The bound of a string does not include any terminating NUL character, so the string
"Hello" will fit into a string of type string<5>. (Many programming languages do not represent strings as NUL-terminated arrays, so the concept of NUL termination does not apply to IDL.)
Most C and C++ ORB implementations ignore bounded strings and treat them as if they were unbounded. This limitation arises because C and C++ do not support bounded strings natively, and emulating bounded string support would result in awkward language mappings. As a C++ programmer, you are made responsible for enforcing the bound at run time.
4.6.5 Booleans
Boolean values can have only the values TRUE and FALSE. IDL makes no requirement as to how these values are to be represented in particular languages nor about the size of a Boolean value.
4.6.6 Octets
The IDL type octet is an 8-bit type that is guaranteed not to undergo any changes in representation as it is transmitted between address spaces. This guarantee permits exchange of binary data so that it is not tampered with in transit. All other IDL types are subject to changes in representation during transmission.
4.6.7 Type any
Type any is a universal container type. A value of type any can hold a value of any other IDL type, such as long or string, or even another value of type any. Type any
can also hold object references or user-defined complex types, such as arrays or structures.

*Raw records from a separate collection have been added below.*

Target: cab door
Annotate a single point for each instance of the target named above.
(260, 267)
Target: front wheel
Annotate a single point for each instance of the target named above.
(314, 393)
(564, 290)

Type any is useful when you do not know at compile time what IDL types you will eventually need to transmit between client and server. Type any is IDL's equivalent of what in C++ is typically achieved with a void * or a stdarg variable argument list. However, type any is substantially safer because it is self-describing (you can find out at run time what type of value is contained in an any). Manipulation of values of type any
is type-safe; attempts to, for example, extract a float as a string return an error indication. As a result, careless misinterpretation of a value as the wrong type is much less likely than it is with the completely type-unsafe mechanism of using a void *. We look at type any and its C++ mapping in detail in Chapter 15.